According to Fullerton, the nationwide Safe Zone meetings tend to be knowledge-focused, but what the students really wanted to walk away with were skills.
This past year, the Pride Center took time off from Safe Zone to critically look at what they are trying to do with its training sessions and to see what was working and what was not. Out of this process came the new training program, LUally.
Amanda Slichter, an assistant director of residence life, said that the most important aspect of LUally —continuous, personalized and skills-based training — is going to make it successful in meeting the needs of Lehigh’s students.
“Ally-ship is not a drop in, drop out, once and done thing,” Slichter said. “Everyone has a different ally-ship journey, and the more that you participate in the learning opportunities, the better ally that you’re going to be.”
LUally training sessions are not solely dedicated to learning the right terms and being up to date on the language, Slichter said, but it also focuses on learning how to interact and get real practice and experience.
Another one of LUally’s goals is to help promote ongoing learning in a tailored way.
“It’s not like I can go to one training and learn everything there is about being an ally and then I’m good and I’m set,” Fullerton said. “I have to do my work on an ongoing basis.
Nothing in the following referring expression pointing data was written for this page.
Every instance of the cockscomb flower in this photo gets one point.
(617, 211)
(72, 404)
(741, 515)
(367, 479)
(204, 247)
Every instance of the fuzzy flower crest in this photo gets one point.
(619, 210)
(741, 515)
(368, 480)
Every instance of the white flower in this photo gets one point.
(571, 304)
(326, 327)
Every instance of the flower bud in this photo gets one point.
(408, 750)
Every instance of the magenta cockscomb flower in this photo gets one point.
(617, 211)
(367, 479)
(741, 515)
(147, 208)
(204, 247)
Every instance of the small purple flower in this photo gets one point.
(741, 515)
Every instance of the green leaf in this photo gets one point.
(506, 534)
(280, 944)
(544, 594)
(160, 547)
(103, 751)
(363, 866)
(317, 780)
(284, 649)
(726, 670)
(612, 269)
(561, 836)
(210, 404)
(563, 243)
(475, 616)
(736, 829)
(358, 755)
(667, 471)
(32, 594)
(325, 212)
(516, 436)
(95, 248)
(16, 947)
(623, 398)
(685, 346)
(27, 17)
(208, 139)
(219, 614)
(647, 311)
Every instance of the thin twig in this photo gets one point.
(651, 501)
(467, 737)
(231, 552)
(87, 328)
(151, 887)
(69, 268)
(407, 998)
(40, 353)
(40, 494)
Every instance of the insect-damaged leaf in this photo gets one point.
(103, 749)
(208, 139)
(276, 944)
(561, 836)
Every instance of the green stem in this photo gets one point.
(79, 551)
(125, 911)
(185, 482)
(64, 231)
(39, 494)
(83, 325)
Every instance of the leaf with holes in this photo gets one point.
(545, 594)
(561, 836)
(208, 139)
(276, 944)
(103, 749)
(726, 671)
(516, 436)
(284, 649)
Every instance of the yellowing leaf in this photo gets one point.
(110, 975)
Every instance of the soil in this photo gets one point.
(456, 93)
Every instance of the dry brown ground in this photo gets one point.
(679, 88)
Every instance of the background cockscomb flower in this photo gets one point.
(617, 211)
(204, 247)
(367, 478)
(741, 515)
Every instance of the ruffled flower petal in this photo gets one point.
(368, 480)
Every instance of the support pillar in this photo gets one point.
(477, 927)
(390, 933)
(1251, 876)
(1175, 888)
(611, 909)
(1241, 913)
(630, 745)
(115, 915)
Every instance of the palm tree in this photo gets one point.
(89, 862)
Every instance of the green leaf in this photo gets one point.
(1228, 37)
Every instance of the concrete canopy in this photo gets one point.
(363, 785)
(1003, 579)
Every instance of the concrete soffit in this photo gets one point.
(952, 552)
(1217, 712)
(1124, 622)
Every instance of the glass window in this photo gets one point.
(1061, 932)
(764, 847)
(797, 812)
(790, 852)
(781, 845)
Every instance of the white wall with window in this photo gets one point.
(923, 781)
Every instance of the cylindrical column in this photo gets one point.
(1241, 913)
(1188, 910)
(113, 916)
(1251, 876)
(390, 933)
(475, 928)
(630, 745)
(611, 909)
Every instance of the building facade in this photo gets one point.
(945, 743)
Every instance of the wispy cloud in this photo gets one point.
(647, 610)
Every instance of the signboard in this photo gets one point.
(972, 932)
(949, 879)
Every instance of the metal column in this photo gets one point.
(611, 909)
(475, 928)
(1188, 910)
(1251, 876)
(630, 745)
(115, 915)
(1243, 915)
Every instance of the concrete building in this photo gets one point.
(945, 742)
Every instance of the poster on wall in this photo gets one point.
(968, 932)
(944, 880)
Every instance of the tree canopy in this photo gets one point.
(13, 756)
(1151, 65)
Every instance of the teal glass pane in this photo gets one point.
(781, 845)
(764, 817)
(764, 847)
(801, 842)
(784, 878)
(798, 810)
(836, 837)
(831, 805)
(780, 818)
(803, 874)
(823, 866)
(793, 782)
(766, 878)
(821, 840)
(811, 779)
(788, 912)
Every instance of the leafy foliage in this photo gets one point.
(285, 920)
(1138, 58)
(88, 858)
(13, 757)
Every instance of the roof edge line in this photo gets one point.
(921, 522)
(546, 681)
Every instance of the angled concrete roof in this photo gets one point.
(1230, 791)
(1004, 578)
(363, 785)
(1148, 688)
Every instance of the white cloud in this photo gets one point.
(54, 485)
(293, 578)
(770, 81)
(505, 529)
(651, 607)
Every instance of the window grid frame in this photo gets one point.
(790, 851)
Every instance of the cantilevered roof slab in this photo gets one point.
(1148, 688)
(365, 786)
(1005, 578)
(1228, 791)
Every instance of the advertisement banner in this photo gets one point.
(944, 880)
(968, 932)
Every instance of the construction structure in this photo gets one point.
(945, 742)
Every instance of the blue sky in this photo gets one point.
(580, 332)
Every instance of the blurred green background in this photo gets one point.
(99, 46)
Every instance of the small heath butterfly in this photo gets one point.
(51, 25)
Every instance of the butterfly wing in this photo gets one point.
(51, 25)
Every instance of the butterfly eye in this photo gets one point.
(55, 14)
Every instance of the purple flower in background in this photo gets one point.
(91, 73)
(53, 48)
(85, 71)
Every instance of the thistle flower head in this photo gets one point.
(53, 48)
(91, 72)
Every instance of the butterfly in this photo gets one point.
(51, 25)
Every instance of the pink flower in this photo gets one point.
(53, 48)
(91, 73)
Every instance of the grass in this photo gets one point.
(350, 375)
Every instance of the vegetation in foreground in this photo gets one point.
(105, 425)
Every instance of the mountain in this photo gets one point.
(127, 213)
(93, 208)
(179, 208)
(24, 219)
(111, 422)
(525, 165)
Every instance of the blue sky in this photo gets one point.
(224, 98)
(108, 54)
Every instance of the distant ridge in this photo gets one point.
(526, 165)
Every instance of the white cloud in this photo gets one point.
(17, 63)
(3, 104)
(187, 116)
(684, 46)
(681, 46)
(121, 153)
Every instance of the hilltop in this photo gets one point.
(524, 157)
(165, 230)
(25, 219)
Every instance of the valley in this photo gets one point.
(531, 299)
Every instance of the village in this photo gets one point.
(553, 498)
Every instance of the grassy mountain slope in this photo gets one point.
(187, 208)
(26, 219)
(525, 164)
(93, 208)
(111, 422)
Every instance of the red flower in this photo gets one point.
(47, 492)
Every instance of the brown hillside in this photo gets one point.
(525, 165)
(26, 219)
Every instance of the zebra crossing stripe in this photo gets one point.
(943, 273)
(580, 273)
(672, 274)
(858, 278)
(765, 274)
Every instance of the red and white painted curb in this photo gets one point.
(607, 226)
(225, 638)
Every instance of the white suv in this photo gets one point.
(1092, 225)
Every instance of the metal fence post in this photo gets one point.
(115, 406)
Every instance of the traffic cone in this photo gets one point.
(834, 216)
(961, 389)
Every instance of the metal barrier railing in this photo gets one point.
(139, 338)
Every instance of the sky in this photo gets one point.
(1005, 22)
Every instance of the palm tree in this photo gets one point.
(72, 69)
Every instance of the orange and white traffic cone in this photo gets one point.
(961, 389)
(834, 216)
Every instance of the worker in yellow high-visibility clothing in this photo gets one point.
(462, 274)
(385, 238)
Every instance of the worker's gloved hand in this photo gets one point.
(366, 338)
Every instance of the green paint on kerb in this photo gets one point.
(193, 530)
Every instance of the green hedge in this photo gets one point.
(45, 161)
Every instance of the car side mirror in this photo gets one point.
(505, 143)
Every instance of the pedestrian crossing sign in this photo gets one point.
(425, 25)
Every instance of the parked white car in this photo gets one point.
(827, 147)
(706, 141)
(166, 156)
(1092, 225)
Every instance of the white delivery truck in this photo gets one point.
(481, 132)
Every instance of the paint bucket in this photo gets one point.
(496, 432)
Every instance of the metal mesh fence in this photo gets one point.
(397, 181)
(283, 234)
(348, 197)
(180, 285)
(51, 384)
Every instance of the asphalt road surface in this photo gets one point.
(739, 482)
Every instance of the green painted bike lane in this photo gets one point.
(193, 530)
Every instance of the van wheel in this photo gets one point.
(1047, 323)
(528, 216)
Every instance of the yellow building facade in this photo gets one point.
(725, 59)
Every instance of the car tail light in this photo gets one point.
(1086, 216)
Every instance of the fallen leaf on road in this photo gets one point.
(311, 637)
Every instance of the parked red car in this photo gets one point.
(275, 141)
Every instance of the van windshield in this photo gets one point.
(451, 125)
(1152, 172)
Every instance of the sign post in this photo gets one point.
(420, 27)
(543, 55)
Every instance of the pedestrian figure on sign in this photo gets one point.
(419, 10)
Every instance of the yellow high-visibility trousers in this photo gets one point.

And so LUally, rather than being one training, is a network of trainings.”
There are different skills needed for different types of people, Fullerton said, and LUally is making sure they are delivering content that makes sense depending on the audience.
This program is designed to cater to the demand on campus. There are three opportunities this year open to everyone at Lehigh, and there are also opportunities that specific groups or offices can request to have.
Everyone that goes to any event affiliated with LUally will receive a card, and as they continue to engage in activities or learning, they will receive a badge that is added to the card.
Hannah Street, ’16, said she went to the LUally program because she is interested in doing her part in making Lehigh an inclusive community for everyone.
“This program is important for Lehigh because it focuses on the importance of ongoing learning about LGBTQ+ topics,” Street said. “While it is good for everyone to attend a session and learn basics, change can really be made on campus when people attend multiple sessions and deepen their understanding about what it means to be an ally.”
LUally wants the idea of being an ally to be something active and, with the use of the badges, get people to keep attending sessions.
“It’s kind of putting your ally-ship into action, if you will,” Fullerton said. “It’s not something that you are, but it’s sort of something that you’re constantly doing.”
Slichter said LUally wants to make sure all Lehigh students, no matter their sexual orientation, have the fullest Lehigh experience with no barriers. The program is continuously working to better Lehigh’s community and create the change needed to do so.
“I think a lot of times we tend to just think of an ally as being very interpersonal,” Fullerton said. “As a kind of being that like ‘I’m going to do for my friend over here when they need it,’ but there’s other dimensions too of being an ally. It’s about being able to critique and question your own stereotypes and beliefs. I think it’s also about being able to effectively advocate for change — whether that’s something big or something small.”